Balancing Production and Consumption
Before I continue discussing the allocation of resources in a free market, I would like to recap some of the points that I have made in the last few blog posts.
I started by explaining the concept of consumer sovereignty, which means that the whole purpose of production and markets consists of satisfying the needs of consumers. Second, because of the importance of consumers, producers have the motivation, and an obligation, to keep their costs as low. Next, I made the point that consumers are the major influence in determining prices because of the importance of their purchasing decisions in the market. At that point, I raised the question of the source of consumers. Because production must always precede consumption, consumers must first produce something or have a producer support them (e.g., family members supported by the primary breadwinner.) My last post introduced the concept of complexity. Before one can understand how all of this gets tied together, one must comprehend the tremendous complexity of markets.
This post will pull it all together and show how consumers, producers, and market complexity combine in free markets to make the most efficient and effective allocation of resources.
To open this discussion, I will describe an individual exchange.
It takes many, many individual exchanges to create what we refer to as a market. Thus, understanding market activity requires a clear understanding of an individual exchange. Whenever two people interact, an exchange occurs when each offers something that they prefer less than what they receive in exchange. This applies whether the two parties engage in a direct exchange, involving one good exchanged for another, or if the parties engage in an indirect exchange, involving the exchange of money for a good.
In every voluntary exchange, the parties involved both gain. Each person values what they receive more than what they gave up. Because of this fact, we can consider individual exchanges as an effective allocation of resources.
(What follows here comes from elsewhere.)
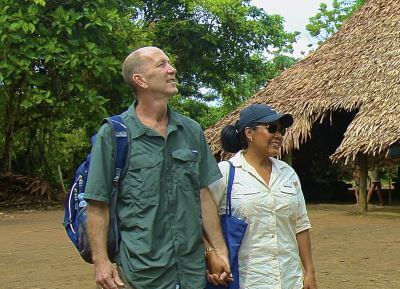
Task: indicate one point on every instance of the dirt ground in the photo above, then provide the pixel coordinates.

For indirect exchanges involving money, we tend to refer to the person offering the money as the buyer and the person offering the good as the seller.
Voluntary individual exchanges provide the foundation for free markets and the market allocation of resources.
Billions of exchanges, all connected, create large markets. All buyers and sellers free to exercise their discretion to achieve mutual gain. Because the objective of large markets consists of satisfying the needs of consumers, the mutual benefit from this multitude of transactions leads to effective and efficient allocation of resources throughout the economy.
Numerous people seem to have become enchanted with the idea of central planning. They think that government can do a better job in allocating resources than the market. A centrally planned economy has never worked and, in fact, cannot work.
The complexity of markets, even small markets, makes it impossible for one mind, or a group of minds, to know the needs and desires of all consumers. Central planning cannot match the effectiveness and efficiency of voluntary exchanges in a free market.
Because of the complexity of markets and the subjective nature of value, only free markets can achieve a proper balance between production and consumption — i.e., effective and efficient resource allocation.